December 12, 2018


Television On Gas Pumps-
The Enemy of Decent Civilization



A pet peeve is defined as "something that a particular person finds especially annoying." For example, in my case, I would say tattoos, body piercing (noses especially), and the widespread  public proliferation of the F-word are things I find especially annoying.

To that short list I am now adding television on gas pumps. 

I have seen screens with advertising on gas pumps, but the speaking television presentation is something new to me. I encountered it at my local gas station earlier this week, and I took the photo above at that time.

I don't want to be confronted with news, weather, sports, games, and whatever else gas-pump television has to offer. But I can not turn it off or turn the volume down. It demands my attention and offends my sensibilities.

I like to look around when I'm pumping gas. In my hometown gas station I can look at the sky, the Owasco Valley hillsides, the state park entrance across the street. Those things speak to me in a subtle, pleasant way, unlike the intrusive television.

I like to look at the traffic going by, the people pulling into the gas station, the other people pumping gas, the people coming out of the convenience store. 

I have lived in this small rural town for 46 years. I never go to town without seeing people I know—people I can at least give a passing wave and a smile to.
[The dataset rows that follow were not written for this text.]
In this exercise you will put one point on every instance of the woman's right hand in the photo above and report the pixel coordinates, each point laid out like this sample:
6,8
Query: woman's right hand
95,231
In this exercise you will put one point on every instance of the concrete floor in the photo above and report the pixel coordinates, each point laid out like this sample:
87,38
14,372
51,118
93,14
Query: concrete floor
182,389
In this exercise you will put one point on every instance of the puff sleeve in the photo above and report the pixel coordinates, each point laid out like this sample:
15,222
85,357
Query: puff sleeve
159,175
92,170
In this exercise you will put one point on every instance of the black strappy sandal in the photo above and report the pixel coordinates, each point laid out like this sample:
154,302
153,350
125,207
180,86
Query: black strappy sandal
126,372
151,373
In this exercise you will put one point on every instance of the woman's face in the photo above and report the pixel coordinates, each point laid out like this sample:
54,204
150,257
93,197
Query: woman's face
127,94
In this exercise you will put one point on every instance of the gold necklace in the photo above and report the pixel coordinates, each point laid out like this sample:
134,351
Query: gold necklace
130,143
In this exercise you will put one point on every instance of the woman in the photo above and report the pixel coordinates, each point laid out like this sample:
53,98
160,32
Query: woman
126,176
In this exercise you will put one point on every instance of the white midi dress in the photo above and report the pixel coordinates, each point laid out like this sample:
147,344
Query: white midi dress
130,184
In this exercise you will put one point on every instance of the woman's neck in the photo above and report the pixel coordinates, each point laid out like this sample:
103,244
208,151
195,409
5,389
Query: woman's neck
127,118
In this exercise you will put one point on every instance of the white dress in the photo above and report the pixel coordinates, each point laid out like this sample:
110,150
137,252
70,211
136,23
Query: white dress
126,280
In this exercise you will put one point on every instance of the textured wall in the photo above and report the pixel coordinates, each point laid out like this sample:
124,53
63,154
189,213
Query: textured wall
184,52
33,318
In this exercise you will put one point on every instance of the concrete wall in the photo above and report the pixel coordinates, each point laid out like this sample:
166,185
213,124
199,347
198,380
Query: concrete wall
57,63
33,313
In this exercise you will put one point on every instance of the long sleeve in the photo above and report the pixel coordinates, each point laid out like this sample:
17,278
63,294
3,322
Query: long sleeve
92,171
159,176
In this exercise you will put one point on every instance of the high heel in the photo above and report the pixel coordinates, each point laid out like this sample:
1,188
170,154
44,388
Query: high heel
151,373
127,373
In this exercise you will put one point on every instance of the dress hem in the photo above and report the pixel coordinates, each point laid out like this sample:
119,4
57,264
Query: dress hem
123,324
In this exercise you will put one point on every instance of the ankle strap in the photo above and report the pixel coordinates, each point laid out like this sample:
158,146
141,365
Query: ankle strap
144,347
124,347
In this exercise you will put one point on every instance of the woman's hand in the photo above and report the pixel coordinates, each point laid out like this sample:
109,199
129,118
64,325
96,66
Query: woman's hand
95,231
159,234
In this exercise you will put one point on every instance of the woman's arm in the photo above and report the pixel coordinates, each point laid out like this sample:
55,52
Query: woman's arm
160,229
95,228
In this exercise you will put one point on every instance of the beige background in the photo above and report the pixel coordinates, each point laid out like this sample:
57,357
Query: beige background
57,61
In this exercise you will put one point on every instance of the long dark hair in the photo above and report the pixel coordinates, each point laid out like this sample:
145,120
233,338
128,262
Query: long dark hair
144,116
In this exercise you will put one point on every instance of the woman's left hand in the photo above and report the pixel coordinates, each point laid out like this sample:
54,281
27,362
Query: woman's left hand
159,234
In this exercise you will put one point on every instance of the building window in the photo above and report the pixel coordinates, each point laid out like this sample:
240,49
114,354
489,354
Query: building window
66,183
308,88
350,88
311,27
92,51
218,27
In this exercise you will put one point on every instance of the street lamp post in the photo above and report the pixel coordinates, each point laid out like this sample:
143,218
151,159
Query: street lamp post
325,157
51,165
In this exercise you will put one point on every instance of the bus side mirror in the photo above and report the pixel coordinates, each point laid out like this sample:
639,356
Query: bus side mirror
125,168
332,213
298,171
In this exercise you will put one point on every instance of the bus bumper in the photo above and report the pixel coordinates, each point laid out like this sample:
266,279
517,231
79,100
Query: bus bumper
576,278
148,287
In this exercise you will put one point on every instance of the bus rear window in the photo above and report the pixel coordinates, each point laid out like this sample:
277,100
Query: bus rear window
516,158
Or, better yet, engage in brief conversation. Such exchanges enrich my life. The gas-pump television does not do that. It is a loud, rude stranger, verbally and visually accosting me for the entire time I am pumping gas. 

I dare say, this gas-pump television is worse than an interloper. It is an enemy. It is an enemy of decent civilization.

Oh, how I loath gas-pump television!


December 11, 2018


Metaphor For
A Successful Marriage



A Facebook friend of mine posted the above video and asked a friend who once had draft animals if she thought it was animal abuse. The friend's reply...

"No, not abuse - our mules seemed to enjoy doing the work Tom asked of them. If this team were falling onto their knees, and / or couldn't actually move the truck, then I would think abuse."

From my own point of view, I immediately saw something entirely different. The video presents a beautiful metaphor for marriage. My comment...

"This is a metaphor for a good and lasting marriage. Two, harnessed together, working together, pulling in the same direction, to achieve a common goal, and often pulling uphill."

I could write more on this subject, but the beauty of metaphors is that they don't need a lot of words to convey their message.


December 10, 2018


Thank You
Earl Hamner

Earl Hamner and John-boy Walton
It is winter and that means it is time for me to start assembling and adjusting Classic American Clothespins. It's monotonous work but I can do it in my house while watching YouTube videos and online movies. That's how I came to watch The Homecoming yesterday.

I assume most everyone is familiar with The Homecoming. It's a Christmas story, and the precursor to The Walton's television series. Both are based on Earl Hamner's early life, growing up in a small rural town in Virginia during the Great Depression.

As far as I'm concerned, The Waltons and Little House on the Prairie were the two best television shows ever produced. Both centered around and celebrated traditional, down-to-earth families and  small-town communities.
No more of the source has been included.